Com as informações prestadas pelo Exército, a bola agora está com o ministro Alexandre de Moraes, que deverá analisar o caso e decidir se autoriza ou não o benefício. O magistrado, que é o relator do processo do general Fernandes no Supremo, tem amplos poderes para avaliar a conveniência e legalidade da medida.

A Procuradoria-Geral da República (PGR) também deverá se manifestar sobre o assunto, apresentando seu parecer técnico-jurídico. O órgão ministerial, representado no caso pelo procurador-geral da República, tem a função constitucional de zelar pela correta aplicação da lei e costuma ser ouvido em questões sensíveis como esta.

O caso do general Fernandes tem chamado atenção não apenas pela gravidade dos crimes pelos quais foi condenado, mas também pelas peculiaridades de sua situação carcerária. Diferente da maioria dos presos comuns, o militar cumpre pena em instalação militar, o que levanta questões específicas sobre a aplicação de regras do sistema penitenciário comum às Forças Armadas.
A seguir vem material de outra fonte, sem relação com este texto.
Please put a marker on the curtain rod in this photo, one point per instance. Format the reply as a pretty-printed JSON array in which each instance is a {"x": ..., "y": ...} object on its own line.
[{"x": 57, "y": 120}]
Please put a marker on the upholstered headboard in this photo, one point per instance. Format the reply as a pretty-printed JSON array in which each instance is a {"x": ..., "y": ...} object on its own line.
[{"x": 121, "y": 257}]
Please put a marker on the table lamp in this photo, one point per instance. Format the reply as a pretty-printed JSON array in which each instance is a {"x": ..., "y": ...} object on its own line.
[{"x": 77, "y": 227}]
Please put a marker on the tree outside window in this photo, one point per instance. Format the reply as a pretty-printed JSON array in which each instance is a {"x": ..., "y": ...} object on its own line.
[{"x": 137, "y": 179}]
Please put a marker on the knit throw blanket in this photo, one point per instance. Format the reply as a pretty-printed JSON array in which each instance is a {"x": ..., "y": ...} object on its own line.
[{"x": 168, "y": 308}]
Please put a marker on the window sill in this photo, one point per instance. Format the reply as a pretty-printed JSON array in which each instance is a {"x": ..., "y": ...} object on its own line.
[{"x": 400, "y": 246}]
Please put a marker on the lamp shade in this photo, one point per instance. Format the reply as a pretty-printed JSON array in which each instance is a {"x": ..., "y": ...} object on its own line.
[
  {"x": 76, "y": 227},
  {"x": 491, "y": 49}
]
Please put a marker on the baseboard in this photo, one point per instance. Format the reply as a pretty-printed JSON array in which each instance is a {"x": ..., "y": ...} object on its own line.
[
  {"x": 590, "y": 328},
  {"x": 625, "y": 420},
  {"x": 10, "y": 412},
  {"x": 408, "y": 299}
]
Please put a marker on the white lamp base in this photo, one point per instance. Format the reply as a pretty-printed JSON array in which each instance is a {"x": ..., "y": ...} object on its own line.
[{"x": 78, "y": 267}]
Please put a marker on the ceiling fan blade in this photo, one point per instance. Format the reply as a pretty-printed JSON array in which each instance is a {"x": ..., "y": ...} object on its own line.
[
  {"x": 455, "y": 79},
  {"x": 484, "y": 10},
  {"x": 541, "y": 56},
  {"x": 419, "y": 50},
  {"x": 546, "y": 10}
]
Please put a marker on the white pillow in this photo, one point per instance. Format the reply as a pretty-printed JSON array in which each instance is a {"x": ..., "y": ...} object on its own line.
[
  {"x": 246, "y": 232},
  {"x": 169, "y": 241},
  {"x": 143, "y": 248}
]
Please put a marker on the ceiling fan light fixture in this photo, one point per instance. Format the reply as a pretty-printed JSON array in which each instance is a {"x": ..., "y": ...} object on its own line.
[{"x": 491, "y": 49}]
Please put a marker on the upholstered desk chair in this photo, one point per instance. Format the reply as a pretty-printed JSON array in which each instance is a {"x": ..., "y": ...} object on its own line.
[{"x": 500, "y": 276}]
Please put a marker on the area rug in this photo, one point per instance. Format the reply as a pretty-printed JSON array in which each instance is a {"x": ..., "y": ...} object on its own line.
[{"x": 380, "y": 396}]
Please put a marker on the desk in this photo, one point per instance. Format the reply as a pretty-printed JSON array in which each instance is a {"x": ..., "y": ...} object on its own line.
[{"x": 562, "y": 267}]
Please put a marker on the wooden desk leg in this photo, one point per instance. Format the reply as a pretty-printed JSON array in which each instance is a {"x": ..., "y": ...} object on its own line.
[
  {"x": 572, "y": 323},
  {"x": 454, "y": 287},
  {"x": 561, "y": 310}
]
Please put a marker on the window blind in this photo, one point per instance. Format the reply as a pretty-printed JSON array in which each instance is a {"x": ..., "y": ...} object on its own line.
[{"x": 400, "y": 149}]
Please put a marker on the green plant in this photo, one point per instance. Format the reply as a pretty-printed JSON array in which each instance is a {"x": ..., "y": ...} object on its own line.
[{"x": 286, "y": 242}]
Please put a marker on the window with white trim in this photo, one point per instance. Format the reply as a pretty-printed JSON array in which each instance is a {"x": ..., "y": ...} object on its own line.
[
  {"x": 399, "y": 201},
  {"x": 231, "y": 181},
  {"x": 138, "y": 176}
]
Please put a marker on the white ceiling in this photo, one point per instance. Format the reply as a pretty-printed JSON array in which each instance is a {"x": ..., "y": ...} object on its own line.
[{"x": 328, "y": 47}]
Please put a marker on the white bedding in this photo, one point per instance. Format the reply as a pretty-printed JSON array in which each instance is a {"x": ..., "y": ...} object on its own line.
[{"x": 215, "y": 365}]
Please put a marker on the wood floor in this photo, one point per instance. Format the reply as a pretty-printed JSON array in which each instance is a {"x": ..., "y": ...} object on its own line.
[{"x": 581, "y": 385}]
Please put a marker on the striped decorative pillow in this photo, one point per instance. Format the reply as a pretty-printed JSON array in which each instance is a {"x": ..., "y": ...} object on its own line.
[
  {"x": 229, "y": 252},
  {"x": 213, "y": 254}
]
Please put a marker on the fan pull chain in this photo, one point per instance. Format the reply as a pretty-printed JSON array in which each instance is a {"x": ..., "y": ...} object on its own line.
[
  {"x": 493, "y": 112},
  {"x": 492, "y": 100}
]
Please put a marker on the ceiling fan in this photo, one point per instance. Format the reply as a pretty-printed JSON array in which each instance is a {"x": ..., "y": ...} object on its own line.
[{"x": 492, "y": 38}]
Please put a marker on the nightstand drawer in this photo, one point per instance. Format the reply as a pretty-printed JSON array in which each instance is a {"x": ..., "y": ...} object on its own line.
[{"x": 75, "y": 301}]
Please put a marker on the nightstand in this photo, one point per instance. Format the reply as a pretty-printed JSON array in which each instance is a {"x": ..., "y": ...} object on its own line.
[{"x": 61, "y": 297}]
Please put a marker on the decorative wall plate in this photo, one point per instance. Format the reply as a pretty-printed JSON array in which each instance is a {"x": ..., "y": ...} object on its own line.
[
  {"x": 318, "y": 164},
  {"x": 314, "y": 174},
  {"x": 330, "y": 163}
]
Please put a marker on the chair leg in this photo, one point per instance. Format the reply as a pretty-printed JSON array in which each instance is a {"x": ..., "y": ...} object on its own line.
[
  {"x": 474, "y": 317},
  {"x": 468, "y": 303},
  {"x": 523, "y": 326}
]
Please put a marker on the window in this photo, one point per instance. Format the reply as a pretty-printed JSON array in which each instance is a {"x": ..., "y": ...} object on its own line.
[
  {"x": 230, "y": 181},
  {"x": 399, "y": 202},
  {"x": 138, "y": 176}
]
Enquanto aguarda a decisão final sobre a visita íntima, o general continua preso no Comando Militar do Planalto, onde, segundo informações anteriores, teria autorização para trabalhar dentro da unidade. A defesa do militar argumenta que o direito à visita íntima é garantido pela Lei de Execução Penal e por tratados internacionais de direitos humanos dos quais o Brasil é signatário.

O desfecho deste caso poderá estabelecer um precedente importante para outros militares condenados nos processos relacionados aos atos golpistas de 8 de janeiro. A decisão do ministro Moraes será acompanhada de perto não apenas pela defesa e pela acusação, mas também por especialistas em direito penal e direitos humanos.